Posted 24 March 2018 - 12:35 PM
Posted 21 December 2019 - 02:08 PM
I’ve had IBS since my early twenties, and my first two nasty flares happened shortly after my kids were born. I could claim that maybe they squished my guts and caused damage, or that their tummy infections were passed on to me and I succumbed to IBS because of it, but even if there were any truth in these beliefs if would not mean that either one of them purposefully set out to disrupt my life! I believe that your mother probably knows this, but is for some reason trying to make you feel guilty. There is no reason for you to feel that way. You are trying to help by suggesting that she stick to taking meds and eating properly, and that is commendable, but sadly sometimes nothing seems to help (I have a long list of drugs and supplements that doctors and other sufferers swore by that did nothing for me) and when one more new diet, new drug, and/or life-style change fails to help, someone with IBS might lash out at the folks who suggest those those things and defiantly eat nothing but Ben and Jerry’s ice cream because at least it tastes good going in, and perhaps that particular food you hid isn’t the trigger in the first place. (In my case, I apparently had a nasty bacteria in my digestive system and when I stumbled on an antibiotic that worked, most everything cleared up and I could eat whatever I wanted to.
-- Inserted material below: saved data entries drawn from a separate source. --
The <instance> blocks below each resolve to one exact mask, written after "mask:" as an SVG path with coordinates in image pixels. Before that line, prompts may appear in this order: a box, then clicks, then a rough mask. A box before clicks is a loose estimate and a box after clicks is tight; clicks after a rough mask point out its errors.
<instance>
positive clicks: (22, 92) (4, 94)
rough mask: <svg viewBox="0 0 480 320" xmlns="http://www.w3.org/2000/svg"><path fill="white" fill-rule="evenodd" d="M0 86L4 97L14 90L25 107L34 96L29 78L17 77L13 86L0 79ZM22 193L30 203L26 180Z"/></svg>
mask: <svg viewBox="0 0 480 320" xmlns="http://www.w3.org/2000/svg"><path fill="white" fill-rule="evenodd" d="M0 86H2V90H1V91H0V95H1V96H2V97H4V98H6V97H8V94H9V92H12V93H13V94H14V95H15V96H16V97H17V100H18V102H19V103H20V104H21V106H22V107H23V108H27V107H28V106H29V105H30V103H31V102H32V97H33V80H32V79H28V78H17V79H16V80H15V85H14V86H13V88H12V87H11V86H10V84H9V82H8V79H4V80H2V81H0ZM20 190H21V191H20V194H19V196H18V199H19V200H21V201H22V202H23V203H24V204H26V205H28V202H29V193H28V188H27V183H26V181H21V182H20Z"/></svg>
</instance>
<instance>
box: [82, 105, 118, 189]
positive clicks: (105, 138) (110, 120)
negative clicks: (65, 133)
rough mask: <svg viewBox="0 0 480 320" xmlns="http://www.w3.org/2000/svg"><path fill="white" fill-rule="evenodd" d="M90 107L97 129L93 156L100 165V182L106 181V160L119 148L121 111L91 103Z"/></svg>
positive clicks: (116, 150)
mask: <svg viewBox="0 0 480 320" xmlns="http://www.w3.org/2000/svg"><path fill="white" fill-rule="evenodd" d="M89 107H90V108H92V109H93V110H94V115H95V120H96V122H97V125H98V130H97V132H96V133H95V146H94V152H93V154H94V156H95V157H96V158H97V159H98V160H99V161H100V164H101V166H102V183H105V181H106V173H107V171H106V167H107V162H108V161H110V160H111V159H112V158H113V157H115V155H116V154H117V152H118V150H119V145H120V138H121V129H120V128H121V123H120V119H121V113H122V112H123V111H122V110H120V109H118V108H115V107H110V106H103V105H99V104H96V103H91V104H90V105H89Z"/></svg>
Unfortunately I now either have another bad bacteria or the antibiotic no longer works on it.) You need to tell her that you are sorry she is ill and want her to get better, but you did not set out to make her sick by your mere existence and refuse to take the blame, only you have to phrase it as “When you say I made you sick, it makes me feel depressed and down, because I would never hurt you on purpose.” The rest of it is up to her. If she has other people to vent to and suggest better eating strategies, that might improve things. Perhaps she needs to be on this forum or find a local self-help group. If you have to declare IBS off limits for discussion, then do it. It’s not worth wrecking your relationship with her over.